Created attachment 384631 [details] screenshot of another boot showing sigtrap disruption In this screen shot, another virtual machine is running the test program, and you can see the sigtrap abort being reported during this boot of the same vm that had no problem booting before the test program was started.
Created attachment 384633 [details] sles10i virtual machine xml definition The sles10i virtual machine was the one I built and ran the test program on where the debug registers were modified and the address traps generated. My impression is that the specific virtual machines don't really make any difference, but I include this for a complete description of the problem.
Created attachment 384635 [details] the 2nd virtual machine sles10x xml definition This is the sles10x virtual machine which the screen shots were from. Booting this machine worked before I ran the test over on sles10i, and failed after I shut it down, started the test over on sles10i, and tried booting it again.
The kvm host is an 8 core opteron with 8 gig of memory, smolt profile: http://www.smolts.org/client/show/pub_fde3037c-3bfd-4a28-9f73-601d559b6567
>I run a program on one virtual machine which generates gazillions of >SIGTRAPs by using the DBn debug registers to do address traps. I meant to say the DRn registers, not DBn.
More data (but I don't know what it means): I've been trying to use the test program to trigger this bug on my home system (a 4 core single chip intel box), and I have not yet seen it fail. The intel system at work, however, has exhibited this symptom by having a kernel build fail with the compiler aborting due to a SIGTRAP, but I haven't explicitly run my test program to see it trigger the failure on an intel box. The two systems I have now seen show this symptom are both dual socket motherboards with two 4 core chips (opterons in one, xeon in the other), so perhaps something about multiple cpu chips makes this more likely. Here's the smolt profile for the dual cpu intel box: http://www.smolts.org/client/show/pub_7cfd66c1-0166-4f15-92ca-739b774c9559 (It is running a somewhat old fedora 11).

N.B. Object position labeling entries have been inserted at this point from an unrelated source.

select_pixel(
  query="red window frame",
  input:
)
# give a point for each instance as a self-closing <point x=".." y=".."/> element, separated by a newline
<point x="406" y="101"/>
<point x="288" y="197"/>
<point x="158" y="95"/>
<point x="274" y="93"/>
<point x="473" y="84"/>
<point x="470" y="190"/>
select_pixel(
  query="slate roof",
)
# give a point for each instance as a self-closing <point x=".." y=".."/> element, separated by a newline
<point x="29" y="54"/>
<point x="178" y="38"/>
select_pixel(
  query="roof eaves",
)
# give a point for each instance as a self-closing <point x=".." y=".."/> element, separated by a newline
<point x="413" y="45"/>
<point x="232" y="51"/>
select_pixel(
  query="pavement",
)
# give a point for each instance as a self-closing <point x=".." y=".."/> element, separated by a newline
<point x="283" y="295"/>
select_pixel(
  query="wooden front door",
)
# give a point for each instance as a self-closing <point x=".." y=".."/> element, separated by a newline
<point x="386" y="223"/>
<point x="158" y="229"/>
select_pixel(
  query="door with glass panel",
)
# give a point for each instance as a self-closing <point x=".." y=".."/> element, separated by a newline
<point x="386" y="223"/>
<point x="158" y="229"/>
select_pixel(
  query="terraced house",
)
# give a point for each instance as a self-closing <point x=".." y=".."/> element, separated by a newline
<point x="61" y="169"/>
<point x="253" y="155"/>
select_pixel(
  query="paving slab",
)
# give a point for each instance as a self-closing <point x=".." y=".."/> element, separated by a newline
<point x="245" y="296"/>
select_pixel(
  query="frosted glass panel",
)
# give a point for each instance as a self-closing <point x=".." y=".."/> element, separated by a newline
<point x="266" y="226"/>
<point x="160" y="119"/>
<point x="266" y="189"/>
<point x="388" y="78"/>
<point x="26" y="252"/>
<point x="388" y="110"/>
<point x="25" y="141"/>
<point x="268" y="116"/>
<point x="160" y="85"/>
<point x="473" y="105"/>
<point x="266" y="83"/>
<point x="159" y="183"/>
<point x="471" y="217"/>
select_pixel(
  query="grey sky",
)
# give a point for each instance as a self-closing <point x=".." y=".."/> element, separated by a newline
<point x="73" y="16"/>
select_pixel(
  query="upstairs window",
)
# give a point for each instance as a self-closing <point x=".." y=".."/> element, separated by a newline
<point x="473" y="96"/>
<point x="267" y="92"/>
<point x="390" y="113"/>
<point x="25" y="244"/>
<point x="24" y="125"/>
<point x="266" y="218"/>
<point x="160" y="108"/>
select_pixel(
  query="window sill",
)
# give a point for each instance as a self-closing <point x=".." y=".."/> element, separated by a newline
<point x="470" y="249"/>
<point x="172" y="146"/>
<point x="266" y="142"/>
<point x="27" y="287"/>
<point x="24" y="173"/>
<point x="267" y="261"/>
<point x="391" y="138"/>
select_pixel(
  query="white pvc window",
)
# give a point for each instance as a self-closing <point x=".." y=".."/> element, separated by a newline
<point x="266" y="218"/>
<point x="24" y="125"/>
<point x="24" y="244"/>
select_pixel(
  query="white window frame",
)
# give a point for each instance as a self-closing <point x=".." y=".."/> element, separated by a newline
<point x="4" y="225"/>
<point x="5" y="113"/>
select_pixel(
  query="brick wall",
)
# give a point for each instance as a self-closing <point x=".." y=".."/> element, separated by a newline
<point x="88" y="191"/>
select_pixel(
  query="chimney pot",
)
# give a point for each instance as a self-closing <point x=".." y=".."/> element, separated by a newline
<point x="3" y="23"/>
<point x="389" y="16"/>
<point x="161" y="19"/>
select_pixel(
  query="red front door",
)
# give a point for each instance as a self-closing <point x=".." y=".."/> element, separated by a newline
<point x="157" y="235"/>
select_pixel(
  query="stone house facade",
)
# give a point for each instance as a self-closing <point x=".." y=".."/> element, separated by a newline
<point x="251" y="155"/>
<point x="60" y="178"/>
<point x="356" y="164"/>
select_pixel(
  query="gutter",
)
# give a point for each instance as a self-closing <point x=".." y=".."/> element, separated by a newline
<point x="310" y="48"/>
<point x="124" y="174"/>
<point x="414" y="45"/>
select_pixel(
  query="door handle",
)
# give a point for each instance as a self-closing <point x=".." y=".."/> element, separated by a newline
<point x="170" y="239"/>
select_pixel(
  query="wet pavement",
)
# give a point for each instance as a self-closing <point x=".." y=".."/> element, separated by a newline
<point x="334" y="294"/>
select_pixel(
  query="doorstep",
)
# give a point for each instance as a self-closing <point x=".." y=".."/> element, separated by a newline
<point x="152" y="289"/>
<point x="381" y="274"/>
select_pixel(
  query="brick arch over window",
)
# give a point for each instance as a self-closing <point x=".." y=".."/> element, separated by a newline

I have just installed fedora 13 (and grabbed all updates) on the host machine described in the original bug. I then ran the exact same test with the exact same test program and virtual machines hosted on the new fedora 13 host kernel, and I am happy to say that after multiple reboots of the sles10x virtual machine while sels10i was running my test program, I did not see a single spurious SIGTRAP interfere with the sles10x virtual machine. It will be a while before I have lots of results from running my testbeds continuously, but it certainly looks like this problem may be fixed in the latest KVM code. Rpms currently on system for this test are: qemu-kvm-0.12.3-8.fc13.x86_64 qemu-img-0.12.3-8.fc13.x86_64 qemu-system-x86-0.12.3-8.fc13.x86_64 qemu-common-0.12.3-8.fc13.x86_64 gpxe-roms-qemu-1.0.0-1.fc13.noarch kernel-2.6.33.5-112.fc13.x86_64
Right, the fix for this went into the upstream kernel and should be available in an update for the F-12 kernel.